Fossil Summer with Quarry and Cottonwoods

Greetings Gentle Readers,
Father’s Day has come and gone and now Summer is finally upon us. Allow me, if you will, to give a belated salute to father’s everywhere. I have a dear friend that chose not only to open up his heart a second time but to adopt and become an instant father as well. I can only thank the wonderful men out there who decided that they wanted to be not only a teacher and protector but an example of manhood to a little girl or boy out there. So many men I know help to prove that fatherhood is in the heart and mind if not always from the blood. Thank You Gentlemen!

 
Summer here in Chicagoland has been amazingly gentle and rainy. Solstice was spent near the Bridgeport area collecting Ordivician fossils. While I will admit that fossils are not my most favorite there are aspects that still fascinate and beguile. The ride with the Lizzadro Museum was pleasantly uneventful and as the bus looped its way to the bottom of the quarry I once again was in awe of how one area can be so replete with stone. The day was overcast yet just sunny enough to require sun screen. The quarry piles were filled with fossils and here is the fascination: At one point in the past this area was covered by sea life and aquatic critters to such an extent that even with tides and storms there were yards deep deposited to a sea floor. Climbing to the top of a shifting pile of stones and you feel like the whole small world is yours. Every stone has some sort of fossil from a weathered calcite crystal imprint to snails and clams to the elusive receptoculites. A father was there with his two children and we both managed to find pyrite cubes with calcite and fossils. It warmed my heart to see someone openly sharing the natural world with their children. Even the young girlie girls were exploring the quarry while one young boy decided to tell me about the living creatures that were in the pond. And here I will digress Gentle Reader and admit that I have always wanted to skinny dip in a quarry pond; the thought of all the stone around me with open blue sky above and cool water lapping around my bare legs. But I warn those who are as romantic in vision as I am: Most quarry ponds have a bad ph and will do equally bad things to your skin.
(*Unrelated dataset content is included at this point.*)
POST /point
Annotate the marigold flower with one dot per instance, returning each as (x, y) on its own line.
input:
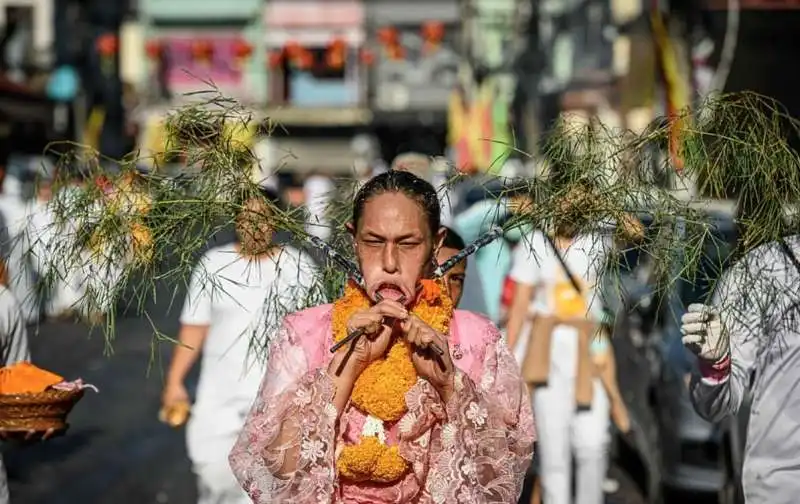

IMG_0371 IMG_0372 IMG_0373
Sunday was cool and pleasant enough to have the air conditioning off and the windows open. Somewhere in the neighborhood there was a live band playing perky modern jazz and the music floated across the breeze. At the other side of the apartment a World Cup Party was in progress and one could hear the cheering and exclaiming. Even with a migraine the day was bucolic and pleasant.

 

The cotton wood trees are a new experience for me.  For a week the street was lined with great poofs of fluffy white while the air looked almost silky when the sunbeams cut through the tree branches.  Somehow it was like walking through a fairy tale world and did bring a special feeling to the morning dog walks.  Not as romantic but still as poetic in its own right is the great mulberry plopping that comes after the cottonwood tree seeding.  The same thunder storms that flatten down the white tree fluff now bring down plump purple-black fruits all over the porch and sidewalk.  The ninja squirrels are even more hyper as they feast on the mulberries, running from the seeds at the feeder to the mulberry tree.

 

And because the mulberry plopping tree is outside by the porch that leads to the laundry, I am reminded, Gentle Reader that I need to go and empty the dryer of it’s contents.  So I end this post wishing you gentle winds, glorious rains, and sunny days.